Il y a, enfin, la nature même de l’adversaire. Les « cartels » ou « réseaux » ne forment pas un bloc monolithique que l’on pourrait vaincre une fois pour toutes. Il s’agit d’un écosystème mouvant de groupes, de sous-traitants, d’alliances temporaires, de microstructures familiales, le tout branché sur des marchés légaux et illégaux. On peut décapiter des réseaux, neutraliser des chefs, saisir des cargos et remporter des batailles, sans pour autant gagner la guerre.
Reconnaître cette réalité, ce n’est pas se résigner, mais plus exactement se donner une chance de concevoir des stratégies réalistes.
De la guerre permanente à la gestion lucide du risque
Alors, si la « guerre » est perdue d’avance, que reste-t-il ? Beaucoup, à condition de changer de logiciel.
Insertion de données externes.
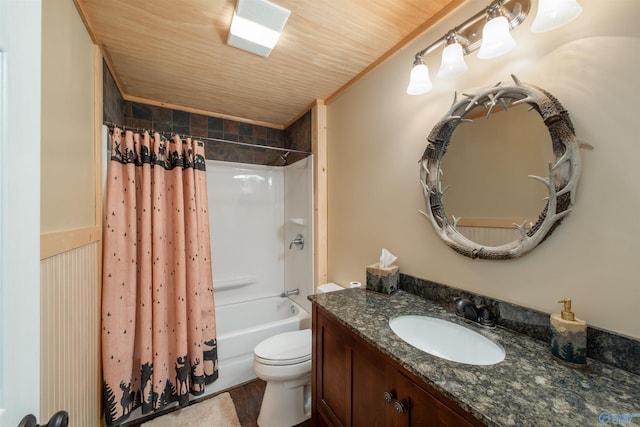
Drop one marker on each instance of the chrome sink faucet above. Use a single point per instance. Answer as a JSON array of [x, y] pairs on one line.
[[479, 314]]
Il est essentiel de procéder à une première rupture en éclaircissant l’objectif, qui ne doit plus être d’éliminer le trafic de drogue, une mission impossible, mais de se fixer des objectifs mesurables, tels que la réduction de la violence liée aux trafics, la reprise du contrôle des ports et des quartiers, la limitation des dommages sanitaires et l’impact sur le blanchiment d’argent. Certes, ces objectifs sont moins « vendables » sur un plan politique, mais beaucoup plus efficace en matière stratégique, car moins de morts, moins de tirs dans les rues, moins de jeunes enfants recrutés par des organisations criminelles sont autant de victoires concrètes.
La deuxième rupture consiste quant à elle à ne plus tout miser sur la répression, mais au contraire, à investir massivement sur la prévention, qu’il s’agisse de l’accès aux soins, de la prévention dans les établissements scolaires, ou bien en matière d’éducation. Comme le souligne l’ONU dans différents rapports, ce type d’approche apporte des résultats bien plus durables que le 100 % répressif.
Enfin, la troisième rupture est politique, puisque le narcotrafic prospère du fait de nombreux angles morts, qu’il s’agisse de ports qui sont mal contrôlés, de quartiers laissés à l’abandon, de territoires en outre-mer qui sont oubliés, d’une justice qui est saturée et de membres des forces de l’ordre qui sont épuisés. Aussi longtemps que ces vulnérabilités ne seront pas corrigées, les réseaux de trafiquants resteront les maîtres du jeu.
La disparition des drogues n’aura pas lieu et imaginer le contraire serait faire preuve de beaucoup de naïveté. Alors non, et, en ce sens, nous ne pouvons gagner cette « guerre » mais nous pouvons gagner bien des batailles en réduisant fortement les dommages.
Pour conclure et à titre d’exemple, le port du Havre laisse passer plus de 99 % des conteneurs sans qu’ils fassent l’objet de contrôles physiques ou électroniques, alors même que ce port est le plus contrôlé et surveillé de France.